I don’t think , for my husband, this was the best way to go.
My mother has fallen out of bed twice now. The first time she fractured her hip and the second she fractured her pelvis and humerus. I believe it could have been avoided if side rails would have been up.
I wish people would not generalise. The guidelines require that each case be individually assessed, using info from all involved medical professionals – not just those employed by the provider. For a start, “bed rails” can cover a number of options. In my father’s case just half a rail on one side would have been sufficient. Mats are not preventative – they only tell you if a person has fallen out. In my father’s case, prevention was paramount. Some people who would be quite safe with a bed rail, are placed at risk by being put into a very low bed, from which they can’t get up or out. There should not be any blanket policy!! Individual risk assessment is what’s needed. Sadly it can cost more, so the providers go with a blanket policy, which is illegal.
Yesterday my husband went into respite care. Today we are sitting in the outpatients Dept due to him having a fall out of the bed, with no safety rails.
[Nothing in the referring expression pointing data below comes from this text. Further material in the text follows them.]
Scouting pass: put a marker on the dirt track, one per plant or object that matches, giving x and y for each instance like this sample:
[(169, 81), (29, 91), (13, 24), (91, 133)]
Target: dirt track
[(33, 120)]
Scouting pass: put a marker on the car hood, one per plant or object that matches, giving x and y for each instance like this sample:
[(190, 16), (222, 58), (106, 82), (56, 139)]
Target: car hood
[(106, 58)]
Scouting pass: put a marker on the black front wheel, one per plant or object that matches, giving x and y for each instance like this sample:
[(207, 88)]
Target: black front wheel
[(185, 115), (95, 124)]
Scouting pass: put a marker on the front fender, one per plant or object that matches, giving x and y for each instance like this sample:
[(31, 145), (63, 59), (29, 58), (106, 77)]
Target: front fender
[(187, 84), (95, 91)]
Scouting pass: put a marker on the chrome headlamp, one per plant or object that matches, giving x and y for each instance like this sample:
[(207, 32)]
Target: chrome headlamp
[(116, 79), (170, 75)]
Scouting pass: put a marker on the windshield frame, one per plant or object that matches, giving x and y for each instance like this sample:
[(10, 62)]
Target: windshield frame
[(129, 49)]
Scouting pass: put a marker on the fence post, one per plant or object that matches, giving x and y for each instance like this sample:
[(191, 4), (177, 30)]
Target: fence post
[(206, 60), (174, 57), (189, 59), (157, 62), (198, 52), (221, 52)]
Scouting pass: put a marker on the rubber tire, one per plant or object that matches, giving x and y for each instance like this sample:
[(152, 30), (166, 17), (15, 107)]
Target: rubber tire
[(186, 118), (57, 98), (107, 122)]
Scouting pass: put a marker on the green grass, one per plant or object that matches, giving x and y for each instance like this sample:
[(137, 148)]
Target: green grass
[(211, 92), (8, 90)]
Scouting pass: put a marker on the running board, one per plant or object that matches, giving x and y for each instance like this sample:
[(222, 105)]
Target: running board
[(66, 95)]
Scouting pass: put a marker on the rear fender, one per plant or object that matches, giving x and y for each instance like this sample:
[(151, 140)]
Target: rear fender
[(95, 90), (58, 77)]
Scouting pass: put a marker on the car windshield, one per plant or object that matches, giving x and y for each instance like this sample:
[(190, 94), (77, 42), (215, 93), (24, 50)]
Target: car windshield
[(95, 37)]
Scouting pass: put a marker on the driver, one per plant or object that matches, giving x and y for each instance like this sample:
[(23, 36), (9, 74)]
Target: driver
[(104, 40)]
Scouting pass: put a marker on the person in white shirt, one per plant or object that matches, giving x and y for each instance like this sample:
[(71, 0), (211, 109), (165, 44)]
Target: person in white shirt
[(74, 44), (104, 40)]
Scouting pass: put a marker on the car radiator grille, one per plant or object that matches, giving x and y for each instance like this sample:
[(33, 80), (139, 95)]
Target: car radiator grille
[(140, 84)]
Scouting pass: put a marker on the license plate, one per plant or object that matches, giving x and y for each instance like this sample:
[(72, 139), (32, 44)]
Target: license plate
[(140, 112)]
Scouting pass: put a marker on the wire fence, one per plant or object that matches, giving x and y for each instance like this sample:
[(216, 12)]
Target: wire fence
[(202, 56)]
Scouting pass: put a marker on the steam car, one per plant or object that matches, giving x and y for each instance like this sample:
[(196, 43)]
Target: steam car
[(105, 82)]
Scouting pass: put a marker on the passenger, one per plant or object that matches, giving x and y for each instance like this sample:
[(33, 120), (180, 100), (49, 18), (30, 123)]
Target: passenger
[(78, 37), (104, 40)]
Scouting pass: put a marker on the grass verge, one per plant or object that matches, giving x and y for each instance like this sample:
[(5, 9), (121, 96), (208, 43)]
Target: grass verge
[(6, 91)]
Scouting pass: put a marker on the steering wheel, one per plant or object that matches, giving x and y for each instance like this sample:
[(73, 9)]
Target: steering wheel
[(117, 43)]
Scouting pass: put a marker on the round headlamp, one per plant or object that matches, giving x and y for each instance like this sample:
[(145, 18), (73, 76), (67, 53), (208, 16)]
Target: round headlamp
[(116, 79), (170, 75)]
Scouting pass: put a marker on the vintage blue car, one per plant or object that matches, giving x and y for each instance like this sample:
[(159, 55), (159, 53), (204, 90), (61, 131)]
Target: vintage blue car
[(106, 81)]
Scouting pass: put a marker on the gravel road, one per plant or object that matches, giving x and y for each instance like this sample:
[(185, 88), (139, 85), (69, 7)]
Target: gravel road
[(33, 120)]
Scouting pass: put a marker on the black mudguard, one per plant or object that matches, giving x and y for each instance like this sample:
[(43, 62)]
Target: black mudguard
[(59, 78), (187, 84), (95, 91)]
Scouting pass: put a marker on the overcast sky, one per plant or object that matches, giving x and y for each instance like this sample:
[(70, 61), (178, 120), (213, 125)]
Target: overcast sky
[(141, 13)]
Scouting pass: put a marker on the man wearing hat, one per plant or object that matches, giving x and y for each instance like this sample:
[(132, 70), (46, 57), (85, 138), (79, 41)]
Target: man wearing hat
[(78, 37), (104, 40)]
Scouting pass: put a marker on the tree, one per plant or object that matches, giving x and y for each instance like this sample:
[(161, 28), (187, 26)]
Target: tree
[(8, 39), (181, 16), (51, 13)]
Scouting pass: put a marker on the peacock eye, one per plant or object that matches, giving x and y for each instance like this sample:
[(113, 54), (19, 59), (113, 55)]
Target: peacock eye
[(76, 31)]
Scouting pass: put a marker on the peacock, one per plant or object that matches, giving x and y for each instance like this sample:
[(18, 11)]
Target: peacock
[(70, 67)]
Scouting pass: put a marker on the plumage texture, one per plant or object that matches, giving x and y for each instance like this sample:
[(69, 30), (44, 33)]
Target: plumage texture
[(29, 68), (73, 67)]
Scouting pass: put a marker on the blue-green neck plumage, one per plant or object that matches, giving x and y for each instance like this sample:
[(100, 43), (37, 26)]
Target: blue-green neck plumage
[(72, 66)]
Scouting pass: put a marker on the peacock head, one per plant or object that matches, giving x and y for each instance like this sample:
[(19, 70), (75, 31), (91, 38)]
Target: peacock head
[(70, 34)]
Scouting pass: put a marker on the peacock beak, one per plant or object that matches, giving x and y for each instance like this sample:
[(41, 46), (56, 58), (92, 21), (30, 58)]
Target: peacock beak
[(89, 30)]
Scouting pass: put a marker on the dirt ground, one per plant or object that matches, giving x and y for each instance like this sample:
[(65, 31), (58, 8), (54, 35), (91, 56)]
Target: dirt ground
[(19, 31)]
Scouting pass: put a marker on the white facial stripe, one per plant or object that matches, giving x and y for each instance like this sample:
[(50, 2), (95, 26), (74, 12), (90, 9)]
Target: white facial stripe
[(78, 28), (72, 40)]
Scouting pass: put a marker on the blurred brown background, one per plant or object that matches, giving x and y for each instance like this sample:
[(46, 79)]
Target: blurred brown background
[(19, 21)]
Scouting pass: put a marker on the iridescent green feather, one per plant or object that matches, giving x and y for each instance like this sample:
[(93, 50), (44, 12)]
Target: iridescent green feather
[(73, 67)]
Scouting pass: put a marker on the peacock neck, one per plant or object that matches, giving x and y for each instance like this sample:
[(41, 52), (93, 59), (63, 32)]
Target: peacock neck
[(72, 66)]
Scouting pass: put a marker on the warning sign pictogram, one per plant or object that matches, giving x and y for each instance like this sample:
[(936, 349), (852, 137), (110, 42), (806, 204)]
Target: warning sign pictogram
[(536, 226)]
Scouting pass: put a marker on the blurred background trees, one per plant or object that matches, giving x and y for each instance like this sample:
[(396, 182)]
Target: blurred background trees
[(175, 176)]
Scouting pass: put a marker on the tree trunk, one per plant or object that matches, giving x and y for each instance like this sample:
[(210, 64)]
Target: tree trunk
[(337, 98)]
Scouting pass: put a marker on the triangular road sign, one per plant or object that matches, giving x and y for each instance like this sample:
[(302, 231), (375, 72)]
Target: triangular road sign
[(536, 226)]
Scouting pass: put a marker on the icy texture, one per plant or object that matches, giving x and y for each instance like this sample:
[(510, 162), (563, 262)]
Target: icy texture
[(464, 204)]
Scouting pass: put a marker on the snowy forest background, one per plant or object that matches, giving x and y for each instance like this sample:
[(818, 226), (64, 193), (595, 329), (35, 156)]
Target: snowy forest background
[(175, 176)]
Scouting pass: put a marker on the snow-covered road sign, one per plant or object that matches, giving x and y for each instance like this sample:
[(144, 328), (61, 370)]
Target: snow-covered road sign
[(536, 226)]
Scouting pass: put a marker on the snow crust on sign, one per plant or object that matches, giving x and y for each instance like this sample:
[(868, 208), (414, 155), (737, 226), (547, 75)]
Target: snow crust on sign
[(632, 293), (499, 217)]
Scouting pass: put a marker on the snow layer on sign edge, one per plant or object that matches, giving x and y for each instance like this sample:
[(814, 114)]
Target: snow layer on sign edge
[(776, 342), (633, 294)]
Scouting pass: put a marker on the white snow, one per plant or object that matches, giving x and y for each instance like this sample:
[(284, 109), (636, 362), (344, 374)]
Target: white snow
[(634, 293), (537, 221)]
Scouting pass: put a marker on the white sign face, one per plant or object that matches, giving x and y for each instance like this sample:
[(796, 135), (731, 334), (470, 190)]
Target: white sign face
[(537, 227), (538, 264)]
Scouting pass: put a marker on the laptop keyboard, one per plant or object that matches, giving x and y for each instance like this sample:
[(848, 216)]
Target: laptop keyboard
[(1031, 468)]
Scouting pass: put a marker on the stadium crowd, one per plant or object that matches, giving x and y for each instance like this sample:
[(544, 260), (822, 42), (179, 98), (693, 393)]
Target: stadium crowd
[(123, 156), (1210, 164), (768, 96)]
In the last year he has spent a lot of weeks in hospital, with bed rails for his safety. One night in the nursing home he has had 2 falls, from the bed. He cannot walk since he got very ill with covid last year. Having rails on the bed protects him from falls. The alternative with a bed almost on the floor, he wouldn’t be able to stand anyway . Supposedly those mats are supposed to be the protection now. Maybe there should be an assessment on individuals to decide who would benefit from rail safety.
I agreed to my husband having his bed lowered, also being against a wall.
It is a safety issue, I preferred him to have the stability of a wall, with only the one option of falling out of bed. He has Parkinsons disease, and have lots of night movement. His bed is lowered for sleep only.